The petition drew media attention, but little of it was for revealing to the world that an extraordinary number of scientists hold views on global warming diametrically opposite to those they are expected to hold. Instead, the press focused on presumed flaws that critics found in the petition. Some claimed the petition was riddled with duplicate names. There were no duplicates, just different scientists with the same name. Some claimed the petition had phonies. There was only one phony: Spice Girl Geri Halliwell, planted by a Greenpeace organization to discredit the petition and soon removed. Other names that seemed to be phony - such as Michael Fox, the actor, and Perry Mason, the fictional lawyer in a TV series - were actually bona fide scientists, properly credentialed.

Like the Heidelberg Appeal, the Oregon petition was blown away. But now it is blowing back.
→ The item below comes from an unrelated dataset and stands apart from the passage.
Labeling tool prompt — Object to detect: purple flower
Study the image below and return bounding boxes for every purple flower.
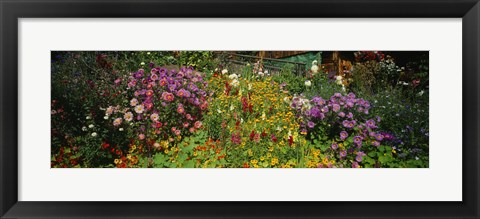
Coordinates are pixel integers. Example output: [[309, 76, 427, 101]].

Original signatories to the petition and others, outraged at Kyoto's corruption of science, wrote to the Oregon Institute and its director, Arthur Robinson, asking that the petition be brought back. "E-mails started coming in every day," he explained. "And they kept coming. " The writers were outraged at the way Al Gore and company were abusing the science to their own ends. "We decided to do the survey again."

Using a subset of the mailing list of American Men and Women of Science, a who's who of Science, Robinson mailed out his solicitations through the postal service, requesting signed petitions of those who agreed that Kyoto was a danger to humanity. The response rate was extraordinary, "much, much higher than anyone expected, much higher than you'd ordinarily expect," he explained. He's processed more than 31,000 at this point, more than 9,000 of them with PhDs, and has another 1,000 or so to go - most of them are already posted on a Web site at petitionproject.org.

Why go to this immense effort all over again, when the press might well ignore the tens of thousands of scientists who are standing up against global warming alarmism?" I hope the general public will become aware that there is no consensus on global warming," he says, "and I hope that scientists who have been reluctant to speak up will now do so, knowing that they aren't alone."

At one level, Robinson, a PhD scientist himself, recoils at his petition. Science shouldn't be done by poll, he explains. "The numbers shouldn't matter. But if they want warm bodies, we have them." Some 32,000 scientists is more than the number of environmentalists that descended on Rio in 1992. Is this enough to establish that the science is not settled on global warming? The press conference releasing these names occurs on Monday at the National Press Club in Washington.